To koniec Kii Optimy. Ale będą naprawdę duże rabaty

To koniec Kii Optimy. Ale będą naprawdę duże rabaty

Kia Optima Sportwagon
Kia Optima Sportwagon Źródło:Kia
Zaskakująco i nagle z rynku zniknie Kia Optima. Ale u dealerów można wciąż kupować auto, jeszcze przez kilka miesięcy. Finalne samochody z końca produkcji będą oferowane z dużymi rabatami.

Informację potwierdziła na Facebooku Kia Motors Polska i warszawski dealer marki.

facebook

Obecna Kia Optima pochodzi z 2015 roku, w 2018 roku przeszła facelifting. Zniknie z rynku za kilka miesięcy Optima. Dealerzy kupują ostatnie produkowane egzemplarze, będzie je można kupić ze zniżkami jeszcze przez jakiś czas.

Dlaczego Optima znika z rynku? Chodzi o koszty i normy. Optima jest produkowana w Korei, transport kosztuje, podobnie jak dostosowanie auta do unijnych norm emisji spalin. Tymczasem Optima będzie oferowana zarówno w Azji, jak i – ta i kolejna generacja – w Stanach Zjednoczonych.
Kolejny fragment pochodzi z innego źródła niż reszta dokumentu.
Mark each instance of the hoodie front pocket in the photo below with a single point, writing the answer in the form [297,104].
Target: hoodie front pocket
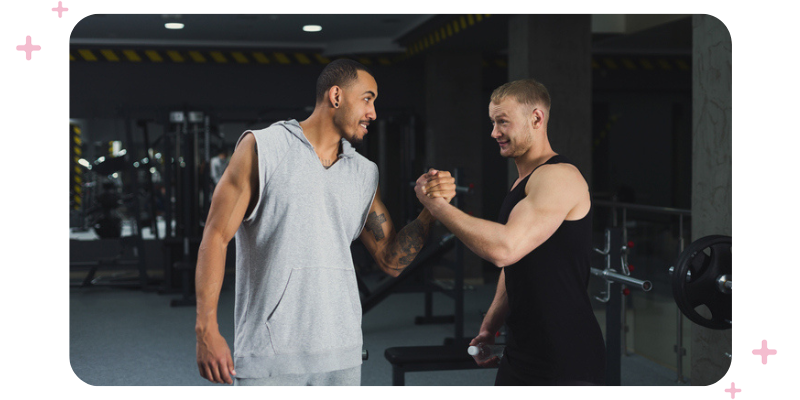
[316,313]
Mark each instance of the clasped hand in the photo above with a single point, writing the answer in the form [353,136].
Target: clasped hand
[434,185]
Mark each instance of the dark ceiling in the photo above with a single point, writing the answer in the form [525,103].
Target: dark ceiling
[359,33]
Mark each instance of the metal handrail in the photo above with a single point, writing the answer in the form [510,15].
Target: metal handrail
[681,213]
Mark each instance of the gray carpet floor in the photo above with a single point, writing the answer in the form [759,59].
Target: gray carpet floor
[130,337]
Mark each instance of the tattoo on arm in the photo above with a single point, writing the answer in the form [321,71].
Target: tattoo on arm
[375,225]
[407,244]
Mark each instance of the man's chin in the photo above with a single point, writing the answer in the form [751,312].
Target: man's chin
[355,141]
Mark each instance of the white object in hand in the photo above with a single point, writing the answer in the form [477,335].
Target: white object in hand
[486,351]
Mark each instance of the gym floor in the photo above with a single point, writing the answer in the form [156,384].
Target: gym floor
[131,337]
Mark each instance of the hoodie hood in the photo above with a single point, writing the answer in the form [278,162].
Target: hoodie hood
[294,127]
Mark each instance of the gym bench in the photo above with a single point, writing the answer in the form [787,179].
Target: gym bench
[427,358]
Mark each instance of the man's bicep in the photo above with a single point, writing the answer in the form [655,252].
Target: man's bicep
[537,216]
[378,228]
[232,197]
Na to, by przetrwała w Europie, jest za droga.

Szkoda, tym bardziej, że cieszy się popularnością. Sprzedaż rośnie o ponad 30 proc. rocznie. Także dlatego, że pod maską ma wolnossący benzynowy silnik 2.0 163 KM. Oprócz tego motoru w gamie były też inne nowe jednostki napędowe (1.6 T-GDI i 1.6 CRDI).

A czego dowiadujemy się ze strony jednego z dealerów? Że wszyscy dealerzy Kii są zaskoczeni. Otrzymali informacje, że „w związku z planowanym zakończenie produkcji modelu Optima informujemy, że indywidualne zamówienia produkcyjne przyjmujemy do 27 sierpnia 2019 r. Po tym terminie do sprzedaży dostępne będą samochody ze stoku KMP/Dealer oraz produkcja”.

Dalej czytamy, że „dealerzy i centrala (Kia Motors Polska) zdają sobie sprawę, że nie każdy zdąży złożyć indywidualne zamówienia na Optimę więc sami robią „zapasy”. Oceniają popyt, szacują ile egzemplarzy może się jeszcze sprzedać, jakie to będą wersje i sami je zamawiają. Wówczas auta trafiają na tzw. stock. I potem klient może wybierać wyłącznie spośród modeli zgromadzonych na takim stocku. Może się oczywiście zdarzyć, że i tu trafi się egzemplarz, który będzie odpowiadał jego wymaganiom w 100 procentach, ale im dłużej będzie zwlekał z wyborem, tym będzie on skromniejszy”.

A zatem auto można kupować i to jeszcze przez jakiś czas. No i negocjować ceny.